SQLServerCentral Article

T-SQL Data Processing

,

Introduction

The following scenario is nothing new to the SQL programmer. You have a master table, or tables, that persist across processing cycles, and you have periodic updates that need to be merged with these master tables. Although this scenario is ubiquitous, it is frequently far from trivial.

Your updates might include rows that don't yet exist in your masters, rows that are duplicates of rows in your masters, or rows that should be "merged" with rows in your masters.

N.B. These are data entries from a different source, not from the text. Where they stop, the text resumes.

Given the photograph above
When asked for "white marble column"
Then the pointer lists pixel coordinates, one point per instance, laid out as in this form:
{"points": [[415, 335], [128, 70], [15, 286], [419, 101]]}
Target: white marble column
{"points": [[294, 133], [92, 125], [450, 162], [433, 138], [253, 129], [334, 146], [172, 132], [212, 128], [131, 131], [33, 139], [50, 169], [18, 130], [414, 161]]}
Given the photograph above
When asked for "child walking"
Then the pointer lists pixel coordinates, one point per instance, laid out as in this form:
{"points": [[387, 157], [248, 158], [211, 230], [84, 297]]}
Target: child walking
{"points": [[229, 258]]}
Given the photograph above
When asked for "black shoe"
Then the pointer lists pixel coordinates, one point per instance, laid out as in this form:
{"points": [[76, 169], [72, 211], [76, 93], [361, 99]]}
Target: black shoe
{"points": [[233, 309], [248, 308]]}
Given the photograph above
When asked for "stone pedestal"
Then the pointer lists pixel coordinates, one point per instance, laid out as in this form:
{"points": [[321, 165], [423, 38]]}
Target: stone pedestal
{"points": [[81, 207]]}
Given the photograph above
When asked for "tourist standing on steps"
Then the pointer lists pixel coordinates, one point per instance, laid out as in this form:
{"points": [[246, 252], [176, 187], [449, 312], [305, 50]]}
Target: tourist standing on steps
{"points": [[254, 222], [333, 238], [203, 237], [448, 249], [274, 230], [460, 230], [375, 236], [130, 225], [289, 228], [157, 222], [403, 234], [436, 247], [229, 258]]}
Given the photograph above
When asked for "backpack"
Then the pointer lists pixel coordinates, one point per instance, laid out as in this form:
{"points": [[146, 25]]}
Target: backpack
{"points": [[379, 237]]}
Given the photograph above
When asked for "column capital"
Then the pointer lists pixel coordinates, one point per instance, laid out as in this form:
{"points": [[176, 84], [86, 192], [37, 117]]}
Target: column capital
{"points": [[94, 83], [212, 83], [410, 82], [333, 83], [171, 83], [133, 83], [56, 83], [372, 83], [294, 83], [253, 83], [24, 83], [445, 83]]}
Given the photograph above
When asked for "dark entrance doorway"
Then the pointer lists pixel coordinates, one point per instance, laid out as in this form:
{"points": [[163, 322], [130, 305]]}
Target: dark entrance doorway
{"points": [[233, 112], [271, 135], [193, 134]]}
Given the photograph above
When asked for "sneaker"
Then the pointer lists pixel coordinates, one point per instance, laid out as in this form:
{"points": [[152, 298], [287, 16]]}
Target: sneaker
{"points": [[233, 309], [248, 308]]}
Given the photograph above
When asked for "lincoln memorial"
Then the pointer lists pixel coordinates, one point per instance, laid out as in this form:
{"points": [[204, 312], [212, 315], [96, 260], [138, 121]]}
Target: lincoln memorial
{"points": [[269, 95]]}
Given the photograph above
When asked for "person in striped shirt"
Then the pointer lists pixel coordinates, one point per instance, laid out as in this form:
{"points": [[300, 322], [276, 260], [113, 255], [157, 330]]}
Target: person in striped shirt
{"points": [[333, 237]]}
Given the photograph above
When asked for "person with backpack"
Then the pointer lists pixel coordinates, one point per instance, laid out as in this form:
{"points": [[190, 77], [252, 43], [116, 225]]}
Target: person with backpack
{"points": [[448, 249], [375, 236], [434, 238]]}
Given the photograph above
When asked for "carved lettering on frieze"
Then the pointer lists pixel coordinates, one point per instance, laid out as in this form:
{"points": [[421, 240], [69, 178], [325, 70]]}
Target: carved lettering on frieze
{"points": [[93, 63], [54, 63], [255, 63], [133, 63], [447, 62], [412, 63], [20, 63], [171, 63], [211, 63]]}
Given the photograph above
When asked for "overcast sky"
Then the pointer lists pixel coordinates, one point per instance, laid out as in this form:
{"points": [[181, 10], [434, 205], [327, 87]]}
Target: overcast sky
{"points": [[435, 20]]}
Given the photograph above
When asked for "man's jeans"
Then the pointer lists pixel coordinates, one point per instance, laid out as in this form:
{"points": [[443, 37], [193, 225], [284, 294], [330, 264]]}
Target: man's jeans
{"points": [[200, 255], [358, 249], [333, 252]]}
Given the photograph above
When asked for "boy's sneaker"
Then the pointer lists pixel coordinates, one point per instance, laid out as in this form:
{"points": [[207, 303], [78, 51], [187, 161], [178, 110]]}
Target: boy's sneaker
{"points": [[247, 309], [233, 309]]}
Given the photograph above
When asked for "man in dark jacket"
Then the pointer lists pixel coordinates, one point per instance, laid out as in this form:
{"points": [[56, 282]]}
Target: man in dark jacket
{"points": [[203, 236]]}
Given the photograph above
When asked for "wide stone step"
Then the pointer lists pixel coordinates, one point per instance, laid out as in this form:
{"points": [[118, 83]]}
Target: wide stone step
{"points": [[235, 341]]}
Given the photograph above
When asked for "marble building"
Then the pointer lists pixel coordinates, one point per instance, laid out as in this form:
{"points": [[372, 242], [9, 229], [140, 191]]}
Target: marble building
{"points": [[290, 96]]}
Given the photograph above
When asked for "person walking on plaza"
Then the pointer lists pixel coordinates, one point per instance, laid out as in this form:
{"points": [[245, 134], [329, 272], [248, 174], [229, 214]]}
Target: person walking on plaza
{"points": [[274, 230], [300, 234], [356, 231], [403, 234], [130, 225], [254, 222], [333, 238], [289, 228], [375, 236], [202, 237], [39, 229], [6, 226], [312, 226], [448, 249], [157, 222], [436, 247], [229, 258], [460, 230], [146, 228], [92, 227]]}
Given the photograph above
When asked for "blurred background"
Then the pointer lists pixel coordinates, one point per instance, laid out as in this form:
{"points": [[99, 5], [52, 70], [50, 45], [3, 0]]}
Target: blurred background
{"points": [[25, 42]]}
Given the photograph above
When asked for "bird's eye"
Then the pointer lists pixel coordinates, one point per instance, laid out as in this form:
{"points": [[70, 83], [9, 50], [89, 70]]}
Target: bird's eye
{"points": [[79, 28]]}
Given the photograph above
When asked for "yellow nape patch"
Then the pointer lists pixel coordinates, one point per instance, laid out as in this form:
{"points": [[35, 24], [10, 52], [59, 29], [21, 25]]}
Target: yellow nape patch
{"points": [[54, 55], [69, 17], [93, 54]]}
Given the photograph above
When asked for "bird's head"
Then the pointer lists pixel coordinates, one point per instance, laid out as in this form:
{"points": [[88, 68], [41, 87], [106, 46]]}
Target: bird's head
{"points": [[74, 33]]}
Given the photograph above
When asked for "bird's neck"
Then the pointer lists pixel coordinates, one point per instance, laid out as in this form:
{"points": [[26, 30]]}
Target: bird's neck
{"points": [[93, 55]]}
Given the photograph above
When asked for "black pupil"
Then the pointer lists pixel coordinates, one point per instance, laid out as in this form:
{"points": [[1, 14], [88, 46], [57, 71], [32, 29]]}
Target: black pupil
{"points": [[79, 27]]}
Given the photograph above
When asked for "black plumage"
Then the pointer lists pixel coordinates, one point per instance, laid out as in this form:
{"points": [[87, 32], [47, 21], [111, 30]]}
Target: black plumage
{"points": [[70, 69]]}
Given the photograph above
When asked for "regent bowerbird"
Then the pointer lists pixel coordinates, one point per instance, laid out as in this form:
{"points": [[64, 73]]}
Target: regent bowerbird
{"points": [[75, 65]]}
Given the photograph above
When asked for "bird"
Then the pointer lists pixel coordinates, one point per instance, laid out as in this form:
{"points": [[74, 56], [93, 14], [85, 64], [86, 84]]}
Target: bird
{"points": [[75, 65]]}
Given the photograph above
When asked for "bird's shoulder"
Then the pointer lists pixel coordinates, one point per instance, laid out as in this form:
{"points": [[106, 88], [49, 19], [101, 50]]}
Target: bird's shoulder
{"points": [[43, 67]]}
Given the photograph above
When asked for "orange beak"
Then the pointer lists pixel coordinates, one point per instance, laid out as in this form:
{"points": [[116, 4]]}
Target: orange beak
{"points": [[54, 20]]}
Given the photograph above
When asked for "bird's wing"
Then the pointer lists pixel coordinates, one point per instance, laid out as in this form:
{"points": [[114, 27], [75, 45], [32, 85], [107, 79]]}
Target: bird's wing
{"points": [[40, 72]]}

We've all seen many good articles on how to "dedup" our data. But how do you implement those "fuzzy" merge requirements? Do your project spec's require that you replace "empty" columns (columns with blanks, Nulls, or default values) with more relevant data, replace first or middle initials with a full first or middle names, arbitrate meta-data columns like AddDates or ModDates, track row update sources via merge bit maps, and perform the above operations via multi-row merge?

Your job, should you decide to accept it, is to make these tables become one, and to do it without resorting to an RBAR process.

Let's get right into the code; after all that's really all you need to see!

The following TSQL script segments represent a simplified implementation using tables with only enough columns to demonstrate the requisite techniques. The example code, in it entirety, can be download from a link supplied with this article.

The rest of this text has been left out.